A narrator describes a heated exchange with a French mother who condemns hunting after learning about a grouse dinner. The narrator contrasts hunted meat with purchased lamb and questions assumptions about where supermarket meat originates. Hunting is presented as ethically complex but more transparent and sustainable than industrial farming. A detailed first hunting experience in northern Montana conveys physical hardship, patience, and a close, almost reverent encounter with wildlife. The narrative emphasizes the labor, respect, and immediacy involved in hunting compared with detached consumption of factory-farmed meat.
Murderer! You're a murderer! That is what my French mother shouts down the phone line right after I tell her I had grouse for dinner. Grouse? she gasps. Yes, I say, using my nonchalant voice. We went hunting and shot two of them. Plump ones. I braised them in a mushroom broth and served them with stewed apples and potato mash. She shrieks. I can't believe you killed an animal!
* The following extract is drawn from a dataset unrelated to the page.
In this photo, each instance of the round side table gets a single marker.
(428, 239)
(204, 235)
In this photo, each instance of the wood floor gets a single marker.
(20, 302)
My point is, I say, where do you think that lamb came from? Did it magically appear on your plate? It was not a conversation I was going to win, not even with a French woman living in the land of duck foie gras, cured pork sausage and snails all of which was killed far less humanely than the grouse on my plate. That is what I was trying to tell Mom: hunting may be morally complex, but it is a far more honest and sustainable way to consume meat than the factory-farmed products most people eat.
I killed my first mule deer on public land in northern Montana at the tail end of a five-hour hunt in frigid temperatures on Thanksgiving. My partner and I had been tracking signs all day hiking up and down ridges, glassing hillsides with binoculars until I could not feel my toes. We were ready to give up when the curious eyes of two does landed on us. With their oversized ears and mile-long eyelashes, they looked dainty and otherworldly, as if they had stepped out of a Grimm fairy tale.